Australian researchers have discovered a genetic regulator that plays a key role in determining a baby’s sex and, crucially, whether it will become one of the one in every 4500 people with a disorder of sex development.

Led by Andrew Sinclair at the Murdoch Children’s Research Institute (MCRI) in Melbourne, the team isolated a group of so-called “enhancers” that act on a gene that controls the growth of testes in the foetus.

At a basic level, if you’re born with two X chromosomes you become a girl, and if you have an X and a Y chromosome you’re a boy. But whether that genetic blueprint leads to typically male or female gonads, the testes and ovaries, and genitalia, the penis and scrotum, or vulva, vagina and clitoris, depends on a host of other factors.

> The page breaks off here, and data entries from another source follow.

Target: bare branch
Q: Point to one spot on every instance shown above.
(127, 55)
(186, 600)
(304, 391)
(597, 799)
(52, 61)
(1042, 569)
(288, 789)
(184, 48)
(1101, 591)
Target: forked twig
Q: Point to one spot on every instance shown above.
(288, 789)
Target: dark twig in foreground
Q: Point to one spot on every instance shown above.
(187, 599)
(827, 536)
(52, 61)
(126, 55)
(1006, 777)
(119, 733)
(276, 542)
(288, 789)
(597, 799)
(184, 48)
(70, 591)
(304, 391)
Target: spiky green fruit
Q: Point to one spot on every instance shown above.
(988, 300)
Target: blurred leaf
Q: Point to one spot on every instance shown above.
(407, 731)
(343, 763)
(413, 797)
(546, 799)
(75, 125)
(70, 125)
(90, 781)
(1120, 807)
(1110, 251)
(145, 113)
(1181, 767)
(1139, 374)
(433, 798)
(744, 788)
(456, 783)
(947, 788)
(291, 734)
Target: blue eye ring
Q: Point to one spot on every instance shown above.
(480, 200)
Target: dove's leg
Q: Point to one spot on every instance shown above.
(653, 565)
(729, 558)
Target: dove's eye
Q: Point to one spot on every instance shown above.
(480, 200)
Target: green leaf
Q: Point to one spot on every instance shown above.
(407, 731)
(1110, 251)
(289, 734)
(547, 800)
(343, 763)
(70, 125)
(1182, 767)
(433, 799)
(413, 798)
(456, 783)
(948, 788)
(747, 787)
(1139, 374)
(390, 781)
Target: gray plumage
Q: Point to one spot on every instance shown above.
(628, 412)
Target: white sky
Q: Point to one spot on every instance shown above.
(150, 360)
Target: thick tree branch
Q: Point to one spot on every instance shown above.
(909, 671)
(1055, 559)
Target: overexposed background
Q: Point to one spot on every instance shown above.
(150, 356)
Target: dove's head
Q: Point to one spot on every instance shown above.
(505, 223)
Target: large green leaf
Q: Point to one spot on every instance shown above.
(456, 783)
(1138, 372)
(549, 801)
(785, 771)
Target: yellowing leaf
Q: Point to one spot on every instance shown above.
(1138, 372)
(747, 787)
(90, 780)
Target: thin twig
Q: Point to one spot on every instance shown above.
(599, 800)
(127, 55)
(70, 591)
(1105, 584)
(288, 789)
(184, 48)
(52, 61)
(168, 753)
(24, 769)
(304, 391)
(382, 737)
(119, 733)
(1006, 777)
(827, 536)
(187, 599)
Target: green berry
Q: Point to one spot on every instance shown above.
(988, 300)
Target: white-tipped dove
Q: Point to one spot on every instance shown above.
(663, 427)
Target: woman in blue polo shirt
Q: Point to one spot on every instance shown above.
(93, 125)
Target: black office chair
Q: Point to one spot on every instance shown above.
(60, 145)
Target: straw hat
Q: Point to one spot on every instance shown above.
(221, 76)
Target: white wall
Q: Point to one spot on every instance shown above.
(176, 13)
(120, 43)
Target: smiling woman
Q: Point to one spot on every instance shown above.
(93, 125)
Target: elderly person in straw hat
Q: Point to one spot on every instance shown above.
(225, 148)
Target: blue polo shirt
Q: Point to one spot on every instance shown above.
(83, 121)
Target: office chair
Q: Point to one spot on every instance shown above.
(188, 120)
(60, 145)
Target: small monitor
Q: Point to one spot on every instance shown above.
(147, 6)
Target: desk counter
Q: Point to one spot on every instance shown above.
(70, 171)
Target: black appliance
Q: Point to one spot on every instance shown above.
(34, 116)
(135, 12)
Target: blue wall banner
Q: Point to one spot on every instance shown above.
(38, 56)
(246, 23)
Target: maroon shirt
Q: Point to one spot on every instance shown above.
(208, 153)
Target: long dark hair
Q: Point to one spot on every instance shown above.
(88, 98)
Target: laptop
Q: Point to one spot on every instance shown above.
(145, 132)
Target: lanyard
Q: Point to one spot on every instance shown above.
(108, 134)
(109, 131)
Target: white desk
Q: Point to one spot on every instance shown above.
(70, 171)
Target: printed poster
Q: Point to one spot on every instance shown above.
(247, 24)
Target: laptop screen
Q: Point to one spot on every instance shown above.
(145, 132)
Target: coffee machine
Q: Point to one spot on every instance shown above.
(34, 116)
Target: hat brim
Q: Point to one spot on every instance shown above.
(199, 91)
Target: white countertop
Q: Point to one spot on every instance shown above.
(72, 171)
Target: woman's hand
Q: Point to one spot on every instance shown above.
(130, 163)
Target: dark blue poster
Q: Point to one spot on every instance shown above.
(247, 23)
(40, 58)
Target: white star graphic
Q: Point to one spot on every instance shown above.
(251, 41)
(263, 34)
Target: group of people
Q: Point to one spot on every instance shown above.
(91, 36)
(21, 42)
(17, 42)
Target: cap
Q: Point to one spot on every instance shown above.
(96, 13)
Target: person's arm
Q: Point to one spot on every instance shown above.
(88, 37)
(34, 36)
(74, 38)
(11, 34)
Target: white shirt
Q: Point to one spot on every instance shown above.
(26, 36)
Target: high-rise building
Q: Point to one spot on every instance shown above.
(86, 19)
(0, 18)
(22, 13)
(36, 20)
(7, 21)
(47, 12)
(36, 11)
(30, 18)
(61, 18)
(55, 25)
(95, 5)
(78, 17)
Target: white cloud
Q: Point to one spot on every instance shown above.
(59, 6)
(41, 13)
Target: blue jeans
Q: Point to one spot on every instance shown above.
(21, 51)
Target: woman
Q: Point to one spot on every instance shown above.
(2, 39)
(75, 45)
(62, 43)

One of those is the SRY gene, which sits on the Y chromosome and activates another gene called SOX9. It is SOX9 that tells the embryonic gonads, which can go either way, to head down the testes path.

How SRY influences SOX9 has been an enduring mystery, but at least part of the enigma is now in daylight.

The researchers found that three enhancers – sections of DNA that regulate gene expression – are drivers of SOX9, with profound implications when it all goes wrong.